There is no way to opt out other than closing your account as it says in bold caps, "IF YOU DO NOT AGREE TO THE AMENDED USER AGREEMENT, PRIVACY POLICY OR ACCEPTABLE USE POLICY, YOU MAY CLOSE YOUR ACCOUNT BEFORE JULY 1, 2015 AND YOU WILL NOT BE BOUND BY THE AMENDED TERMS."

This new intrusive policy has me looking for a viable alternative, maybe Google Wallet or something else. I'd like to know what other online payment services people are using and if this concerns anyone else.


Source: https://www.paypal.com/


----------



## LAME (Jun 5, 2015)

"Plus they may "share your phone numbers with our Affiliates or with our service providers..."

Wow... -_-


----------



## Sticky (Jun 5, 2015)

I dont like the sharing my phone # part, but afew years ago, I was called by Paypal about my account. I had received a Mastercard debit card from paypal. I was making money then selling my hand made things.

They had noticed alot of buying locally with my card and called me to find out if everything was ok with my card. Did I lose it, was it stolen, that kind of thing. It was fine, I bought gas and food and other stuff with it, enjoying my earned money!

I was impressed they were paying attention to my account and gave me a call.

That sort of thing does not bother me. The phone # going to strangers, I dont think I approve. I only have a land line, no mobile phone. I have caller id, and pickup only to numbers I know.


----------



## Krissim Klaw (Jun 5, 2015)

Given the internet shitstorm that was created, I am expecting they will amend their stance and have an opt out option for those that don't want calls. I'm just going to wait and see how it plays out.


----------



## Aryia (Jun 5, 2015)

I just don't pick up any numbers that I'm not familiar with ._. or if I pick up and don't like the message I just hang up. Too many random advertisements, scam calls and such. So honestly they can do w/e they want with my phone number lol.


----------



## Sticky (Jun 5, 2015)

Agreed Aryia.


----------



## mushroom (Jun 5, 2015)

I guess I consider unwanted calls, texts, and advertisements an invasion of my privacy. Sure I can choose not to answer my phone or even not have a phone for that matter, but I would rather people respect my privacy than for me to have to alter my behavior.

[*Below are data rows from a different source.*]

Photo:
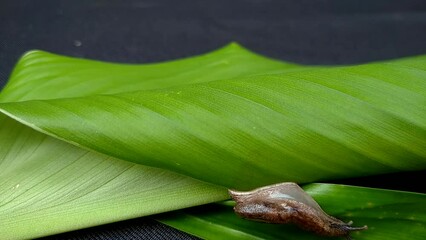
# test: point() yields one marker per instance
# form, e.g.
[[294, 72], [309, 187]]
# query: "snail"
[[288, 203]]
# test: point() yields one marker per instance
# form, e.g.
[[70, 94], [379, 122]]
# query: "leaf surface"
[[231, 118]]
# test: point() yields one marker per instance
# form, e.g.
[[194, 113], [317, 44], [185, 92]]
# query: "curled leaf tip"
[[288, 203]]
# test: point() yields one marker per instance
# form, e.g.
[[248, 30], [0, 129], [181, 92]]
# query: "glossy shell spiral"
[[288, 203]]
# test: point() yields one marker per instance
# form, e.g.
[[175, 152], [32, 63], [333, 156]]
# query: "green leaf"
[[255, 130], [230, 117], [388, 215], [48, 186]]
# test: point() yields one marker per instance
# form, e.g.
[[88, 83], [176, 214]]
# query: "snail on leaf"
[[288, 203]]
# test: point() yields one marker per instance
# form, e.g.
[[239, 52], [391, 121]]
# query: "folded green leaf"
[[230, 117], [388, 214], [48, 186], [255, 130]]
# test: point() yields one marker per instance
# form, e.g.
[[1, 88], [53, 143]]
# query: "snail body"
[[287, 203]]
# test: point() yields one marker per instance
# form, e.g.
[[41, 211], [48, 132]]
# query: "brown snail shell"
[[288, 203]]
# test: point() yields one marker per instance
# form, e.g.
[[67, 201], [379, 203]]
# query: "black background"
[[140, 31]]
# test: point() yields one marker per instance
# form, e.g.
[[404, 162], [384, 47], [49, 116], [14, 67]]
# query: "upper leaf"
[[305, 125]]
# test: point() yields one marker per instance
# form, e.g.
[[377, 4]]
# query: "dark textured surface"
[[136, 31], [132, 229]]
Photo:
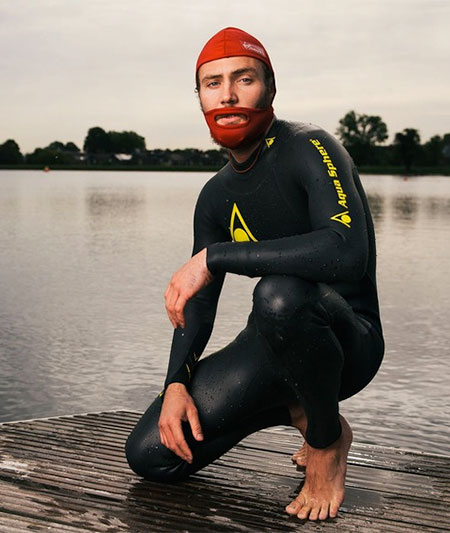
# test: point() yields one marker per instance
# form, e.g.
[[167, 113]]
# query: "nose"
[[229, 96]]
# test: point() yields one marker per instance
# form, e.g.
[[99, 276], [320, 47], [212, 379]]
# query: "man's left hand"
[[184, 284]]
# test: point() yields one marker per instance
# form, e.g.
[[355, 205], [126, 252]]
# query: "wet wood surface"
[[70, 474]]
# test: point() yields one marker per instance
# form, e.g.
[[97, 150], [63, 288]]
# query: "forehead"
[[227, 65]]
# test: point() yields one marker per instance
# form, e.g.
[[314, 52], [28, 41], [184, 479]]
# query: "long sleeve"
[[200, 311], [336, 248]]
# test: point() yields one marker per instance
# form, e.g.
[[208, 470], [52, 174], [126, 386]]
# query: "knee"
[[153, 461], [278, 298]]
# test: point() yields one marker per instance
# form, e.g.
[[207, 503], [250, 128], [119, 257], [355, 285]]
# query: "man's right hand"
[[178, 406]]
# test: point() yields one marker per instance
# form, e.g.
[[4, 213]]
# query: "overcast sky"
[[68, 65]]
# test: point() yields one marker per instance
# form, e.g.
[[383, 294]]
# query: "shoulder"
[[308, 143], [213, 186]]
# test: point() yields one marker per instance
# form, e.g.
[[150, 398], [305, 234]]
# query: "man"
[[288, 208]]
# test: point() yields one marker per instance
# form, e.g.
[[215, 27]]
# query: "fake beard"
[[236, 135]]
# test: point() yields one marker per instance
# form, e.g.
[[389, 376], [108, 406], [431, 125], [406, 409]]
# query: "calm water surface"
[[84, 261]]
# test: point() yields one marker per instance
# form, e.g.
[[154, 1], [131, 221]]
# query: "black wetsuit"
[[294, 214]]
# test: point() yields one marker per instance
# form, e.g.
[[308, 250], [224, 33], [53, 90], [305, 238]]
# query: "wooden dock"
[[69, 474]]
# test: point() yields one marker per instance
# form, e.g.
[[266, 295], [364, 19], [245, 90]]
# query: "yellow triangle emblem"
[[269, 141], [343, 218], [239, 230]]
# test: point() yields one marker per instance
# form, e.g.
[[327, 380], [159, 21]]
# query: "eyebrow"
[[235, 73]]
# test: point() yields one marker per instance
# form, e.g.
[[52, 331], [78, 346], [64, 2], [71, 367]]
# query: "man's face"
[[232, 81]]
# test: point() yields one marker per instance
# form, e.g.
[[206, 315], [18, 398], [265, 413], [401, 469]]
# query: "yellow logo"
[[239, 230], [269, 141], [343, 218]]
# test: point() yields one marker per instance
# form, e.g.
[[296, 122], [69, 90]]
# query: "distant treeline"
[[363, 135]]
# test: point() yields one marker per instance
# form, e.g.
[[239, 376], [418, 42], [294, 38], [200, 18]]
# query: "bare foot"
[[300, 457], [324, 488], [299, 421]]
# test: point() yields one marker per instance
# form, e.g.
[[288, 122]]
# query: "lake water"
[[84, 261]]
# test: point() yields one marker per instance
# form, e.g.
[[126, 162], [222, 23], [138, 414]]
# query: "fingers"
[[171, 296], [172, 437], [181, 447], [194, 421], [175, 304]]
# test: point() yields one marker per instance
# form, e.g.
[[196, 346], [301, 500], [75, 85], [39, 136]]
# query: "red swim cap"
[[231, 42]]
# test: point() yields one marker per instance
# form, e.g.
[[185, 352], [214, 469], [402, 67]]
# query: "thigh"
[[236, 383], [235, 393], [362, 344]]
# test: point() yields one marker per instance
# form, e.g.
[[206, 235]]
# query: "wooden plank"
[[70, 472]]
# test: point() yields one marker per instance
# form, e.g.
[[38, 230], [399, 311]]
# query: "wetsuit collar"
[[250, 162]]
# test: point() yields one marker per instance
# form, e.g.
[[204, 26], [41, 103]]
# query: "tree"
[[407, 144], [126, 142], [10, 153], [56, 146], [432, 151], [97, 141], [71, 147], [360, 134]]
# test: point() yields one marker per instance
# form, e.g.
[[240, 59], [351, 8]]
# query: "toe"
[[293, 507], [304, 512], [314, 514], [323, 515], [334, 508]]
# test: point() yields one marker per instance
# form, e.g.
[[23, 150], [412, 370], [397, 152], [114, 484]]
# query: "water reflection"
[[405, 207], [86, 260], [377, 207]]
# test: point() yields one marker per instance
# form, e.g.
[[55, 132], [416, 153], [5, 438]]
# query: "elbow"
[[354, 259]]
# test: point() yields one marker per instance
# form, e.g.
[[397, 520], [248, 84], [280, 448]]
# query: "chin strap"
[[234, 135]]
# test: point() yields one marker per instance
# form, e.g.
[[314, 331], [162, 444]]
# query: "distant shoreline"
[[395, 170]]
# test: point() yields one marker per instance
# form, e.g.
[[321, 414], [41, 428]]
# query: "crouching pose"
[[287, 208]]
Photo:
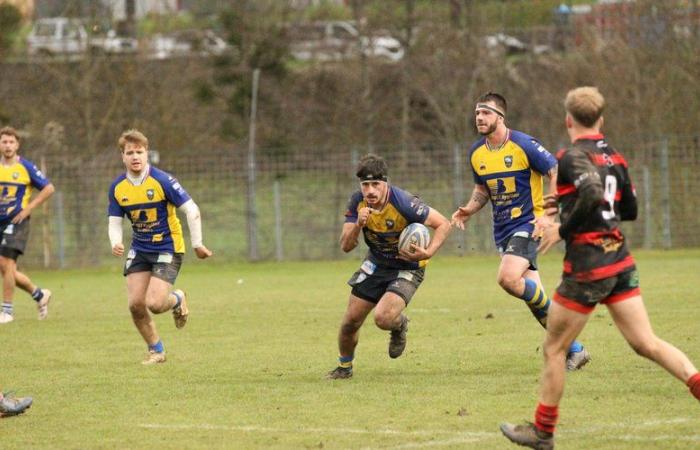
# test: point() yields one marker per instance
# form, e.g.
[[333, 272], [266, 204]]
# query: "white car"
[[58, 35], [66, 36], [338, 40]]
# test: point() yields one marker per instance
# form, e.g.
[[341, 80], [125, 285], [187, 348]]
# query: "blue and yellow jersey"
[[151, 208], [16, 184], [383, 228], [513, 176]]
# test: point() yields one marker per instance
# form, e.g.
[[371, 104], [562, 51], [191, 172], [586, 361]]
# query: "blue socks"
[[537, 300], [345, 361], [37, 295], [576, 347], [157, 347], [179, 300]]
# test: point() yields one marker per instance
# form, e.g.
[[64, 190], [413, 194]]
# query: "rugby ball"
[[415, 233]]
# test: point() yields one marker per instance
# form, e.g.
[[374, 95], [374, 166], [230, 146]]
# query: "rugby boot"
[[528, 436], [339, 373], [12, 406], [6, 318], [181, 312], [43, 304], [397, 342], [576, 360], [153, 358]]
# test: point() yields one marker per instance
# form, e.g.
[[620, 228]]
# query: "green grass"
[[247, 371]]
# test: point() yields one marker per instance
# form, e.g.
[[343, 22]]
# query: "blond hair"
[[585, 104], [9, 131], [133, 136]]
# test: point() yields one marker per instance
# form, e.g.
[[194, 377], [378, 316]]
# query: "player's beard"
[[489, 130]]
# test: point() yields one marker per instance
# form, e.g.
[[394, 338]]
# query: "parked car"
[[512, 45], [113, 43], [200, 42], [67, 36], [58, 35], [337, 40]]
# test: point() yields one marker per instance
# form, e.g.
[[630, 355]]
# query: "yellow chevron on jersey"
[[147, 205], [513, 175], [388, 220]]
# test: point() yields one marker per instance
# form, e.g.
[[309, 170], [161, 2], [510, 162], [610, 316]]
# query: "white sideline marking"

Just the other day I stopped in a place to get a haircut. The first thing the girl at the counter asked for was my name and phone number. I said I only wanted a haircut she doesn't need my number. The 'manager' heard me, came over and wanted to know what the problem was. I explained there was no problem at all, I was walking by their shop, saw that there were no customers, figured I would pop in and get my hair cut. The manager explained that it is their policy to get all customers phone numbers, they wouldn't ever call me or anything, but if I want a haircut they need my number. I asked for her home number. She got all upset and said that was none of my business. I agreed 100% and left. If I was the type to lie I could have just given a phony number I suppose. I ended up going to my regular barber where they only ask if I want the usual, not an email, phone number, or even my name.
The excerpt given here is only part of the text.